Amélie Oudéa-Castéra s'exprimera vendredi
Ailleurs en France, au moins 1.600 personnes ont manifesté à Marseille, 2.500 à Lyon, 2.300 à Rennes, 2.300 Nantes et 1.300 à Rouen selon les autorités, 1.200 à Brest selon les syndicats. Ils étaient plusieurs centaines à Toulouse, selon l'AFP, et 700 à Strasbourg, selon la police, entonnant des slogans tels que "Attal, si tu savais, ta réforme, où on se la met". "On est dans un mépris total des enseignants et de l'école publique en général", a estimé à Toulouse Natacha Pavillon, enseignante documentaliste.

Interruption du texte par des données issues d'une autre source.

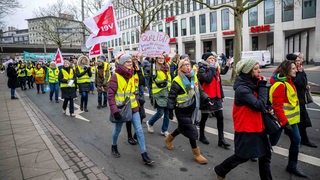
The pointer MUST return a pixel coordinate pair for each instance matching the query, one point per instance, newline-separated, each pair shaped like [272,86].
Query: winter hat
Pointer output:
[206,55]
[101,58]
[123,58]
[291,57]
[245,65]
[184,56]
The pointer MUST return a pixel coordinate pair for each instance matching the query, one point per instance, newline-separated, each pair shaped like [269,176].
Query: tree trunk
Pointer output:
[237,40]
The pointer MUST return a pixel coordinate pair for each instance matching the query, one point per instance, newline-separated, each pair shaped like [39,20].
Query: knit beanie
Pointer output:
[245,65]
[123,58]
[101,58]
[206,55]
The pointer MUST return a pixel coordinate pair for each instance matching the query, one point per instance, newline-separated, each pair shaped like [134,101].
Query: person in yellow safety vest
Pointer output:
[39,75]
[52,79]
[140,84]
[22,76]
[93,76]
[83,73]
[121,86]
[101,81]
[67,79]
[30,80]
[161,82]
[185,97]
[284,99]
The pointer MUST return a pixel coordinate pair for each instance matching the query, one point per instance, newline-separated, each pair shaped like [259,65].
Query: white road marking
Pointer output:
[77,112]
[276,149]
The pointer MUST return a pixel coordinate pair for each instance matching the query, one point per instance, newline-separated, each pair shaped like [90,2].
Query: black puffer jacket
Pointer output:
[185,125]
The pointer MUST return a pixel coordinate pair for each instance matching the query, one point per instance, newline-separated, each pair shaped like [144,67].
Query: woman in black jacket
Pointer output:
[12,79]
[184,97]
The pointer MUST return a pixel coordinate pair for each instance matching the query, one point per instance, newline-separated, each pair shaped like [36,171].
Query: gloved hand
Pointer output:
[287,129]
[117,116]
[170,113]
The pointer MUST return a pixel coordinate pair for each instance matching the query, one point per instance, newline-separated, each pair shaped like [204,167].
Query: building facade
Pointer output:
[280,26]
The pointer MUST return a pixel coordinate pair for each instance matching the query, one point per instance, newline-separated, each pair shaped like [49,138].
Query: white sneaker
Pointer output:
[166,133]
[149,127]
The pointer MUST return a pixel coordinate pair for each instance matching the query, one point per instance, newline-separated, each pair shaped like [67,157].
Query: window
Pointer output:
[253,16]
[175,28]
[308,9]
[192,25]
[268,11]
[188,5]
[182,7]
[160,28]
[287,10]
[213,21]
[225,19]
[168,28]
[183,27]
[202,23]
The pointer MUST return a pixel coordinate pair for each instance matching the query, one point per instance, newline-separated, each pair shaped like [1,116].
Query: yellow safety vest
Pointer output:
[83,79]
[161,76]
[291,109]
[53,75]
[29,71]
[39,72]
[67,75]
[184,99]
[125,90]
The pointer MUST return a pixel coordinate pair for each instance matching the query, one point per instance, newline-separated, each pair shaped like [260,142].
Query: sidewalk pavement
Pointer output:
[26,151]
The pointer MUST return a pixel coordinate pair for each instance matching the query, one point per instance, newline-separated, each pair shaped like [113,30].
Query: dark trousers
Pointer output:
[71,105]
[233,161]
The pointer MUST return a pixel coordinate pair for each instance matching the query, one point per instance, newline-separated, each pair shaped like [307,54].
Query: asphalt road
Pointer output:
[94,139]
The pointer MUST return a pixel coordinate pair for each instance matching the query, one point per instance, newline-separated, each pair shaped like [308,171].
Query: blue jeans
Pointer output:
[54,88]
[105,97]
[137,128]
[71,105]
[40,86]
[13,91]
[159,113]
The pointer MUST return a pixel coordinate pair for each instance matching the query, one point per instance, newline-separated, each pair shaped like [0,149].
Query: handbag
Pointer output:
[125,111]
[271,123]
[308,97]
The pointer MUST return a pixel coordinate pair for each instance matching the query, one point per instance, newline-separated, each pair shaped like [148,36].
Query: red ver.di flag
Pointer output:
[103,26]
[59,58]
[95,51]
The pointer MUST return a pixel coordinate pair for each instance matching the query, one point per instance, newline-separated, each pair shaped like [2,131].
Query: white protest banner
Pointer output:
[59,58]
[103,26]
[95,51]
[154,44]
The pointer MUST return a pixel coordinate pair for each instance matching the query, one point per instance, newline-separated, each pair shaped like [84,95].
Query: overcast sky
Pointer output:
[18,19]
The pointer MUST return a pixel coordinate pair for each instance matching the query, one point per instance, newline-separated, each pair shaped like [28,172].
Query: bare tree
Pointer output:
[57,24]
[239,8]
[8,7]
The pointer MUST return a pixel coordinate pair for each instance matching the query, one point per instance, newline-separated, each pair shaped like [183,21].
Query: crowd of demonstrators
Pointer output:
[140,84]
[39,75]
[160,87]
[83,73]
[285,101]
[67,79]
[249,137]
[210,80]
[122,85]
[103,75]
[184,98]
[53,80]
[301,84]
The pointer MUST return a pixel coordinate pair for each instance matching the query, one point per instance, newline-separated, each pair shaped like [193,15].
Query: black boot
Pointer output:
[114,151]
[146,159]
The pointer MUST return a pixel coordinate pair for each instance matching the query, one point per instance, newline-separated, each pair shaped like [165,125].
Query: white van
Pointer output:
[263,57]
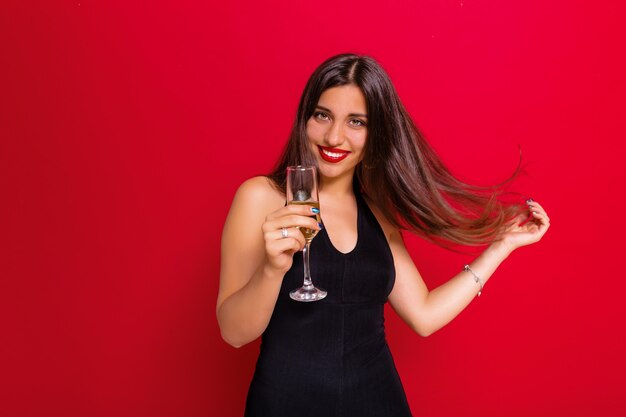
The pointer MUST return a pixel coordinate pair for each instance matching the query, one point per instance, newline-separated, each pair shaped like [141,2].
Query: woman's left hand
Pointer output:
[527,228]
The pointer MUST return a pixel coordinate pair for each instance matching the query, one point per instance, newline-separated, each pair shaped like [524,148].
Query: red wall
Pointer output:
[126,128]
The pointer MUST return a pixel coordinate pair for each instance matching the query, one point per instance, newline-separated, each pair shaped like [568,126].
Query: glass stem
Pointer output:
[307,272]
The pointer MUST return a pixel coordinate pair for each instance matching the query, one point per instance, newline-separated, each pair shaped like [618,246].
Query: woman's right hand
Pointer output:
[279,249]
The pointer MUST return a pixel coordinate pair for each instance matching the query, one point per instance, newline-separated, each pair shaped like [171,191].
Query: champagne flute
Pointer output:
[302,190]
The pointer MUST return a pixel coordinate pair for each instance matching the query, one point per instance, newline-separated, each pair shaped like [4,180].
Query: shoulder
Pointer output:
[258,197]
[391,232]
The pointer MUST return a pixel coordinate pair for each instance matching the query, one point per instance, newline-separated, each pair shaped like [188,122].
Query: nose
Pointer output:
[334,135]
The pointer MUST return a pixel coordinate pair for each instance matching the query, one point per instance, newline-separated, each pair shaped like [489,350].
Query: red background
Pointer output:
[126,128]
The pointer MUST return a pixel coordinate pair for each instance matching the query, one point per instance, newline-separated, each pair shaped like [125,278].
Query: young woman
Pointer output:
[377,177]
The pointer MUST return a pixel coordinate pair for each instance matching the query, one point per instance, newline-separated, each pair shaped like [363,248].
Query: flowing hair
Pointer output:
[400,172]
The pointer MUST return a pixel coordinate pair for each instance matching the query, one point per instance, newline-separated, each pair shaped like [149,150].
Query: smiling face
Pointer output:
[337,131]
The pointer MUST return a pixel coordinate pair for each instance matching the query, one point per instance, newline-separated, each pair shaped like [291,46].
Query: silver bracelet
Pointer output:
[466,268]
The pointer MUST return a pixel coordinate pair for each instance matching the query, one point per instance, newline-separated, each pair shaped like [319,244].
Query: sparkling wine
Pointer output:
[309,234]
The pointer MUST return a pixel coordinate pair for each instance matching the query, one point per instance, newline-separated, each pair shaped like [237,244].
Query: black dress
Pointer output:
[330,358]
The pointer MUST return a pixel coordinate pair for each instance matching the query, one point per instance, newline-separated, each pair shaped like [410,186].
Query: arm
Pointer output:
[255,257]
[428,311]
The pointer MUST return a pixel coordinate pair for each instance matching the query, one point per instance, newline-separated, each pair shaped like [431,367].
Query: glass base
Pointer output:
[307,294]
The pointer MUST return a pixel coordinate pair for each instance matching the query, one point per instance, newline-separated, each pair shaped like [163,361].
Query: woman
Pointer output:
[377,176]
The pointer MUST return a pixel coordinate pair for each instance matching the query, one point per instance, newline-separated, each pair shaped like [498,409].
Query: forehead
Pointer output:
[348,98]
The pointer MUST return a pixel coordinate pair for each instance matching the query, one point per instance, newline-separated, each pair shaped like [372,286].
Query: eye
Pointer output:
[320,115]
[357,123]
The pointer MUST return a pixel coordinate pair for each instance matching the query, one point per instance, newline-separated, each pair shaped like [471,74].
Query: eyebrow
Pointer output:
[351,114]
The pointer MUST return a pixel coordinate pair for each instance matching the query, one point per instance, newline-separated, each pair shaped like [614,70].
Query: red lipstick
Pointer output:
[332,155]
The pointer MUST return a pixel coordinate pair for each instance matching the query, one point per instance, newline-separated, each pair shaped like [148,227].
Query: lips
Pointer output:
[332,155]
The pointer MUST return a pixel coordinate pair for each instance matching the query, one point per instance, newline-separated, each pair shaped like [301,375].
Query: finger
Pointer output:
[541,220]
[293,209]
[534,206]
[289,232]
[288,245]
[291,221]
[539,210]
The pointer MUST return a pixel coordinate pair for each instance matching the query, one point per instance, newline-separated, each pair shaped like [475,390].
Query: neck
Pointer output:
[337,186]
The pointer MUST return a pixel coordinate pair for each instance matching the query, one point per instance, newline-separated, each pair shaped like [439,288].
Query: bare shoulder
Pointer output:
[391,232]
[254,200]
[258,192]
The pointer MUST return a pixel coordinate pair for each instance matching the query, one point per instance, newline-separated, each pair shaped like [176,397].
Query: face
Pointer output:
[337,131]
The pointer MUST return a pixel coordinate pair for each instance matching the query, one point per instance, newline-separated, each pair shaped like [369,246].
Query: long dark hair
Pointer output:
[400,172]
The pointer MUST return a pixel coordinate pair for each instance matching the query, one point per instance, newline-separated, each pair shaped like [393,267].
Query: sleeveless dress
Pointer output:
[330,358]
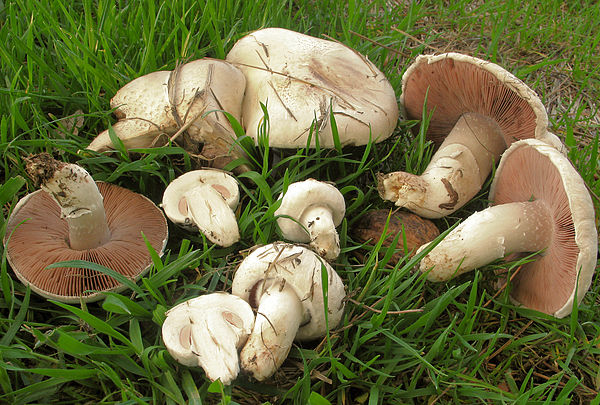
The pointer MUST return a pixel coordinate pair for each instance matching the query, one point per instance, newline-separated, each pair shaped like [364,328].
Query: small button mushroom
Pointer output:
[207,331]
[540,202]
[159,106]
[283,282]
[302,80]
[204,200]
[310,211]
[477,108]
[74,218]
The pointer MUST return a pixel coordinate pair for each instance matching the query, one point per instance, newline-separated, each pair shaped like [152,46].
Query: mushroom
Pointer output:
[304,80]
[162,105]
[204,200]
[310,211]
[540,203]
[75,218]
[208,331]
[478,109]
[414,231]
[283,282]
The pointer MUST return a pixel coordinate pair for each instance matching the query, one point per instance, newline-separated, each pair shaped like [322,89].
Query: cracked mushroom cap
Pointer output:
[302,79]
[532,170]
[207,331]
[154,107]
[37,236]
[301,268]
[175,203]
[453,84]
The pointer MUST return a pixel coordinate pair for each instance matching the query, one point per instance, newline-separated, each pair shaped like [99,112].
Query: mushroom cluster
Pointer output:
[477,109]
[282,284]
[480,114]
[540,204]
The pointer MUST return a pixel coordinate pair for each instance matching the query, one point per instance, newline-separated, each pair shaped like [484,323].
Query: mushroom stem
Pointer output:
[456,172]
[77,194]
[277,321]
[324,238]
[488,235]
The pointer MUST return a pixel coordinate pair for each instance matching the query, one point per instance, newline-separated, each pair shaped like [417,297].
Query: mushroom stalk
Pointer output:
[80,201]
[278,318]
[321,228]
[456,171]
[488,235]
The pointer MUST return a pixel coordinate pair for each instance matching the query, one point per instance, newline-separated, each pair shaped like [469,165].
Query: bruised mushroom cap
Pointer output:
[302,196]
[302,79]
[453,84]
[532,170]
[174,201]
[154,107]
[37,236]
[301,268]
[207,331]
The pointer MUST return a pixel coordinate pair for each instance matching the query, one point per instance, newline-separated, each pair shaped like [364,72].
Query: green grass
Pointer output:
[465,345]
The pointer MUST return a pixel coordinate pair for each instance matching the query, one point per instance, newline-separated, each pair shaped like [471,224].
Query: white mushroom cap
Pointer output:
[154,107]
[283,282]
[211,214]
[315,209]
[302,79]
[174,201]
[207,331]
[301,268]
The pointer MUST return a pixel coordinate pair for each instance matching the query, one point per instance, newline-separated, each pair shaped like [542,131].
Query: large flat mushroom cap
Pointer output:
[36,236]
[532,170]
[454,84]
[301,79]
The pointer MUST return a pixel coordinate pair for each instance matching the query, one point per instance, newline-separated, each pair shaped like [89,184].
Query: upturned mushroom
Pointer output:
[283,283]
[310,211]
[540,203]
[207,331]
[477,109]
[302,81]
[172,105]
[75,218]
[204,200]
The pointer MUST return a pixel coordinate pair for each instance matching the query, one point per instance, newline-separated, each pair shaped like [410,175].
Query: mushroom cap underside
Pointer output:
[453,84]
[531,170]
[37,236]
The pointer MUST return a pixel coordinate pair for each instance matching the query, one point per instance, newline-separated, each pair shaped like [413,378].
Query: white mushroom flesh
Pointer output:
[488,235]
[455,173]
[208,331]
[80,201]
[209,211]
[277,321]
[174,201]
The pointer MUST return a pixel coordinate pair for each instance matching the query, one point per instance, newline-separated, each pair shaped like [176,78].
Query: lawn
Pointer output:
[402,339]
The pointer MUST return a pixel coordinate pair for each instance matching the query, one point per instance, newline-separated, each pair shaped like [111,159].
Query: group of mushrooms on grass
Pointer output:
[481,118]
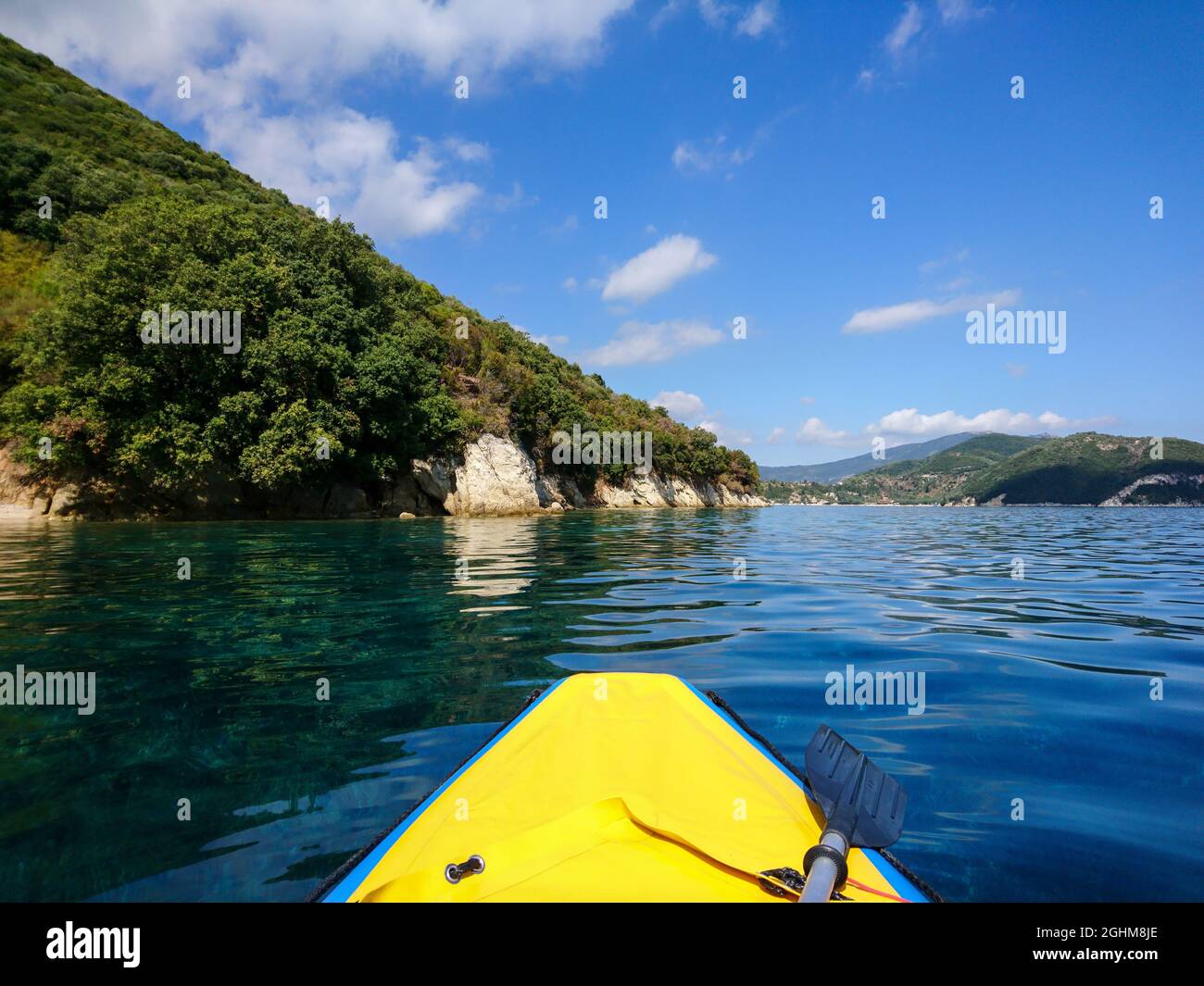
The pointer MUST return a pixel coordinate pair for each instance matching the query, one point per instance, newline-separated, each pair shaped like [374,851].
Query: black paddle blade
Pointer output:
[861,802]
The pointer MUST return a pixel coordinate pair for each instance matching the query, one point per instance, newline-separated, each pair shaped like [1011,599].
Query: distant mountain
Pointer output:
[1092,468]
[1107,469]
[842,468]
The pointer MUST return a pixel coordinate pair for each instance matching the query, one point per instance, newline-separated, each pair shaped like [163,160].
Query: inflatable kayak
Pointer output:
[626,788]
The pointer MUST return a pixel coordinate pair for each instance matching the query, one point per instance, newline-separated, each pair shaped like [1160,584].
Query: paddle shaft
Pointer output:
[818,889]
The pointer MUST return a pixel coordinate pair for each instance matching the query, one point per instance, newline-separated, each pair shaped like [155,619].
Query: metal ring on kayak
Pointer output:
[457,872]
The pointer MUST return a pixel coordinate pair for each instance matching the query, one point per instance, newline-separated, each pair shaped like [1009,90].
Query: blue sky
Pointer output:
[721,207]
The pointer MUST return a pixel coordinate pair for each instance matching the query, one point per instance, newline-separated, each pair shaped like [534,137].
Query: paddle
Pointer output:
[863,806]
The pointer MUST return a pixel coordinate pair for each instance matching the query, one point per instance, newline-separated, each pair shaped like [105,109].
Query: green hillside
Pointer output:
[935,480]
[337,342]
[1008,468]
[1086,468]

"C'est allé trop loin, on bafoue l'école", a estimé à Nantes Fabienne Dubourg, proviseure et membre du SNPDEN-Unsa, principal syndicat des chefs d'établissements, qui dénonce "le manque de moyens" ou "les groupes de niveau". Jeudi matin, des lycées ont fait l'objet aussi de blocages dans plusieurs villes, comme Paris, Marseille ou Montpellier. La ministre Amélie Oudéa-Castéra s'exprimera vendredi matin sur TF1, a indiqué son cabinet.